PERCHANCE TO DREAM... To 31 May.

Salisbury

PERCHANCE TO DREAM…
inspired by the works of William Shakespeare

Footsbarn Travelling Theatre at Hudson's Field To 31 May 2003
7pm
Runs 3hr 15min One interval

TICKETS: 01722 320333
Review: Timothy Ramsden 29 May

Renowned troupe for once surprisingly unsure-footed.They started in Cornwall, but for most of their 32 years Footsbarn have pitched their theatre-tent around the world, developing as an international company. (French sits alongside English at times, invigoratingly, in this production). Visits to Britain are rare and it's a coup for Salisbury Festival to have enticed them, even if they've had to move from the originally planned Cathedral Close setting to Hudson's Field, some way up the road to Amesbury.

And even if this curious show, drawing on several Shakespeare plays – some 12 hours' drama - doesn't have the haunting compulsion or rich theatrical texture shown in previous work. The reduction's both too great and too small. There's enough of several stories to attach narrative hooks, so the piece can't work as a kind of imagery-based deconstruction. But hefty elisions and omissions thin out each story strand.

It starts well, with a fast-paced meeting of Romeo and Juliet. The audience sits, or stands, around. All is pace; Juliet shins up a tall maypole for her balcony - the height, as Romeo calls across the stage from a lower platform, establishes the young woman's exaltation.

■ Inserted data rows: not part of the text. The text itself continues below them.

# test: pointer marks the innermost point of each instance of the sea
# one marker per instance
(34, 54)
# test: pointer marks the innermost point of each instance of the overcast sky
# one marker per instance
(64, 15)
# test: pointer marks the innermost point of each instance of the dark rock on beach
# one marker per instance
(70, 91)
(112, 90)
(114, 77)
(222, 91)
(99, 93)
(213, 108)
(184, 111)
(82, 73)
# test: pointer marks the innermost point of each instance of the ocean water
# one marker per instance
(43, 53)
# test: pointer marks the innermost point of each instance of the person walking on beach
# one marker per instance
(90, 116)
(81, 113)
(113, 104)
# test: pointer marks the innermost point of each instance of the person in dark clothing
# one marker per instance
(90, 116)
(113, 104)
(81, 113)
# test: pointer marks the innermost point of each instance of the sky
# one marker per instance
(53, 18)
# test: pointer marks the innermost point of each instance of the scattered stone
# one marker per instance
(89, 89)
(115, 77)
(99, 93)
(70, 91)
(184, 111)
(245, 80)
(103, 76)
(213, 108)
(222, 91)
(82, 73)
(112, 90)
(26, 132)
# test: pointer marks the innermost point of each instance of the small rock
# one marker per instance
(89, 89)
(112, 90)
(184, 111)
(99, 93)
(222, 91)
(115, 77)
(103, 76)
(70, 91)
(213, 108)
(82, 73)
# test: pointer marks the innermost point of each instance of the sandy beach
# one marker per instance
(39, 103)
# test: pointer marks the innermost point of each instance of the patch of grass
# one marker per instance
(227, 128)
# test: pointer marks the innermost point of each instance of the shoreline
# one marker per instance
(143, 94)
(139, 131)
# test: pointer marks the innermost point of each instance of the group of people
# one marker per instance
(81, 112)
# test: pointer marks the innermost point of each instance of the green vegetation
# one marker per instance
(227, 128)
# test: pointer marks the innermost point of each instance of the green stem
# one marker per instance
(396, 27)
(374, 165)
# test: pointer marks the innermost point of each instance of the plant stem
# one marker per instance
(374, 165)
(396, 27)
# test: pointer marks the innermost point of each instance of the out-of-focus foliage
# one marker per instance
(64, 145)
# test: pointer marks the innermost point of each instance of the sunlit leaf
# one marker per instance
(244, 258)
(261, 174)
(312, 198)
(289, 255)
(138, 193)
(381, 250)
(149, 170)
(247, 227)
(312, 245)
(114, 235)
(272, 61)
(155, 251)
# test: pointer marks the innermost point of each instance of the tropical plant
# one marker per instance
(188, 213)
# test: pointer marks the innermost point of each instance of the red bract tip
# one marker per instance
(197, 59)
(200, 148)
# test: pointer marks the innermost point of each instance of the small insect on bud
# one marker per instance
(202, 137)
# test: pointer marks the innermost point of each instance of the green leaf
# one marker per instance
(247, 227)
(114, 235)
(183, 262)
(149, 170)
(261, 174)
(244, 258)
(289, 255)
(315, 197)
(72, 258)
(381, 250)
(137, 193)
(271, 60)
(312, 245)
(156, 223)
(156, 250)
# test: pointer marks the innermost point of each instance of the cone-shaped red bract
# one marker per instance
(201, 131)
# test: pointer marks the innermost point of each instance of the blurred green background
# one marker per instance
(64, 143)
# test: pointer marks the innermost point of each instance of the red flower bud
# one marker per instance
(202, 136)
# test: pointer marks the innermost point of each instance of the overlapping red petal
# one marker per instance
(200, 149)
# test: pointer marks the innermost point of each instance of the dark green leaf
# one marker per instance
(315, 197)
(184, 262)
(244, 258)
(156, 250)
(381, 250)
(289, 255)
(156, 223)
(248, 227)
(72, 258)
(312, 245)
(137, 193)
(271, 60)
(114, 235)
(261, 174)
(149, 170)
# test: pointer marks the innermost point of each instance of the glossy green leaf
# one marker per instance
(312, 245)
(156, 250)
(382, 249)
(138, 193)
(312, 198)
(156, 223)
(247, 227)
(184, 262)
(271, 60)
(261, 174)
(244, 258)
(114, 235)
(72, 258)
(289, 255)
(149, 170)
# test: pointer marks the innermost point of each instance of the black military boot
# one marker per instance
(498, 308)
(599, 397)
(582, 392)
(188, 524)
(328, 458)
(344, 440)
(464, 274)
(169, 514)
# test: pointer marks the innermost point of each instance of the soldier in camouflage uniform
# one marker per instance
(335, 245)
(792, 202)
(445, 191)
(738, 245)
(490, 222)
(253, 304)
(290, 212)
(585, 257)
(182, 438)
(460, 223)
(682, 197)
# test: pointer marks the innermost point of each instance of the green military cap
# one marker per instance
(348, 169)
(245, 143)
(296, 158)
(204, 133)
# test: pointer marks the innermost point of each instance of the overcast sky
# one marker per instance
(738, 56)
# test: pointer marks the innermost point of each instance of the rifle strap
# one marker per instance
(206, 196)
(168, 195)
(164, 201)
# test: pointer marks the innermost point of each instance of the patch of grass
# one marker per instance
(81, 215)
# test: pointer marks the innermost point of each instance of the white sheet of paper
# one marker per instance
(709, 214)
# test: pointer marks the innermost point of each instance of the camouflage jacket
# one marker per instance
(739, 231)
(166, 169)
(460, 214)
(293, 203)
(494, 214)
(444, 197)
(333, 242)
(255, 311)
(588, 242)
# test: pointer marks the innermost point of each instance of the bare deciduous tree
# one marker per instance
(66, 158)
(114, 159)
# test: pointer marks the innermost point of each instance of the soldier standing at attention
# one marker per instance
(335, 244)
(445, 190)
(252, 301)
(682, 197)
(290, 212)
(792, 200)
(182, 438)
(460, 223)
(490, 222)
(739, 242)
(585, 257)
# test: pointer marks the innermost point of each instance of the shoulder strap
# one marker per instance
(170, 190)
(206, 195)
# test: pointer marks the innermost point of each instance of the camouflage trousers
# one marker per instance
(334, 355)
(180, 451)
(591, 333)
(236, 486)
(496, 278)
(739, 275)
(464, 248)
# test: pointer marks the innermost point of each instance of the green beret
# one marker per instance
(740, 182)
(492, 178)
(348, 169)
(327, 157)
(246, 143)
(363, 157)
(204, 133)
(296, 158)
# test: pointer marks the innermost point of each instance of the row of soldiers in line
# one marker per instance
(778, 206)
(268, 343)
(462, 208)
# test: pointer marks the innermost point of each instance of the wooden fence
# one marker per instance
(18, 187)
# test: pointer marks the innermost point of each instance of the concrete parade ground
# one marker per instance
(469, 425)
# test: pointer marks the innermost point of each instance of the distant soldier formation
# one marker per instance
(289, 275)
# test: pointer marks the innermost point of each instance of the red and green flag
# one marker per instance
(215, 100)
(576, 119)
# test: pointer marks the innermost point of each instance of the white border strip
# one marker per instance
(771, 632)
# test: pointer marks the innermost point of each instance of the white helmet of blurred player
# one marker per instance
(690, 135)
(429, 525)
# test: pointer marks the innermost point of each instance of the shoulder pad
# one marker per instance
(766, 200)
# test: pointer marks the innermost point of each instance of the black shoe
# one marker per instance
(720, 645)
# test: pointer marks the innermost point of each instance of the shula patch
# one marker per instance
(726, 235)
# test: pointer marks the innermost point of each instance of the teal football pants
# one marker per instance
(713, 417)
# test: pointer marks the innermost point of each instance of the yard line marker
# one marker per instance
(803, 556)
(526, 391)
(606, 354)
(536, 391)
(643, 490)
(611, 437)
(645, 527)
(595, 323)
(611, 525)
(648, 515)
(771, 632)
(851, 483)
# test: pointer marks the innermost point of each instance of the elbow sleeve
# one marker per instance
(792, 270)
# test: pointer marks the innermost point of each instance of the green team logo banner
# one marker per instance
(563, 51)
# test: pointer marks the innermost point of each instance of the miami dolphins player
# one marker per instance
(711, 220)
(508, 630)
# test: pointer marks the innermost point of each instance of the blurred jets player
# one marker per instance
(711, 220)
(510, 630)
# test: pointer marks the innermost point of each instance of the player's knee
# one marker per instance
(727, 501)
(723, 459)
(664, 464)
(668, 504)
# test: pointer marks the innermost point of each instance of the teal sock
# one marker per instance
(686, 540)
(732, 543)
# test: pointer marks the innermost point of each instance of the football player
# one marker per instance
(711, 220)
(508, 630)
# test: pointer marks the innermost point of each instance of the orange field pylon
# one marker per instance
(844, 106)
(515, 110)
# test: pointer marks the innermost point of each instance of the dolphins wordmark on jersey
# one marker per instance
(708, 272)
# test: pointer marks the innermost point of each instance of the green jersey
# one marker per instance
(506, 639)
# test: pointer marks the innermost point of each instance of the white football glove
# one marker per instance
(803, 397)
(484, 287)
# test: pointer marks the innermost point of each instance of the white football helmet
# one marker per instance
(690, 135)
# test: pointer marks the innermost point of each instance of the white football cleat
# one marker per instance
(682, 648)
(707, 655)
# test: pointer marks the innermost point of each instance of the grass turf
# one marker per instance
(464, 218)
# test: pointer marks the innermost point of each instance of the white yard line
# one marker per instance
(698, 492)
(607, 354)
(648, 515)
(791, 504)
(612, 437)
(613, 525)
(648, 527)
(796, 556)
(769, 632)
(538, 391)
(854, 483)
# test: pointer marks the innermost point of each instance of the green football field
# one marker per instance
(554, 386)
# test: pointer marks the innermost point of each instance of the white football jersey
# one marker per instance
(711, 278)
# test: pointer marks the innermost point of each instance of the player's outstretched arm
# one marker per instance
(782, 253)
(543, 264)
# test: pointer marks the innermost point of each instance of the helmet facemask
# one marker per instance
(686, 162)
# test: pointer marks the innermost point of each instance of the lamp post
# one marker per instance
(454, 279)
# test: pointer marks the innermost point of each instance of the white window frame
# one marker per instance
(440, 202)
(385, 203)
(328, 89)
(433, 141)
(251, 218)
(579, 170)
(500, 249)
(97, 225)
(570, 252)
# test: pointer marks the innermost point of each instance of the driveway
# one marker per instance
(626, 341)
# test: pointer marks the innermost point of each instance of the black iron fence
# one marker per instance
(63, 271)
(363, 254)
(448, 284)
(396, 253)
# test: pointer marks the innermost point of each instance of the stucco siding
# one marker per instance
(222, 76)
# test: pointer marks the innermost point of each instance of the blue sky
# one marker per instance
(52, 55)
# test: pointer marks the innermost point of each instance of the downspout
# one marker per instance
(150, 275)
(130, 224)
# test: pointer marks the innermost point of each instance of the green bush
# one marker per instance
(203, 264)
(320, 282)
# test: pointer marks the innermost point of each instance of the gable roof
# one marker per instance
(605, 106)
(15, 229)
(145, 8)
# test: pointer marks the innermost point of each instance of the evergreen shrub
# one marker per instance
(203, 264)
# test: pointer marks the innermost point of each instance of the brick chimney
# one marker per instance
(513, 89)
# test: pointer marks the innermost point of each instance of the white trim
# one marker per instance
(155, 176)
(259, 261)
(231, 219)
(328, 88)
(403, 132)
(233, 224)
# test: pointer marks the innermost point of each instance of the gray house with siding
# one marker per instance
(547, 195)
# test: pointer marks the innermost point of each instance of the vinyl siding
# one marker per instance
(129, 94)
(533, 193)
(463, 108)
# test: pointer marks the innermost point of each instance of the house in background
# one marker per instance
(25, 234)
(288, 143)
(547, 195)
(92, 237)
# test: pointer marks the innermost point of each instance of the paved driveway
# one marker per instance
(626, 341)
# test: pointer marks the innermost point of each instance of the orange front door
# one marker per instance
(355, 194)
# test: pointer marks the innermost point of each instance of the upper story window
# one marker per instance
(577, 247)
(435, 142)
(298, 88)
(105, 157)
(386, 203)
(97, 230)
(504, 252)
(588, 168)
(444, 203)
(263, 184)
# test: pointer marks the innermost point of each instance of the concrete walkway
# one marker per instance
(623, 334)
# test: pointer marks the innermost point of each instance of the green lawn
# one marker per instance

Then curtains fall away to reveal audience seating. We sit, and the dramatic temperature drops. There are fine moments, many involving the curtain serving much of the time as a rear wall. Young Hamlet's anger is forcefully expressed by the graffitti and blood-spatters he throws on this curtain.

Later, as Claudius kneels in attempted prayer, Hamlet stands amid the audience, casting a huge shadow over his uncle, seeming to stroke his head mockingly and kick him over. But there's only so many times ingenious shadows can astonish in one evening.

There are fine transitions; the Hamlet acting troupe metamorphose into the Dream Mechanicals (strangely deserting 'Pyramus and Thisbe' for King Lear). A furious fairy war over the Dream's Changeling Boy converts to Macbeth's Weird Sisters. And Footsbarn magic's in the music, or the final image where a royal figure with massive train sweeps away the dead bodies of the plays' conclusions – a balance to the opening birth image.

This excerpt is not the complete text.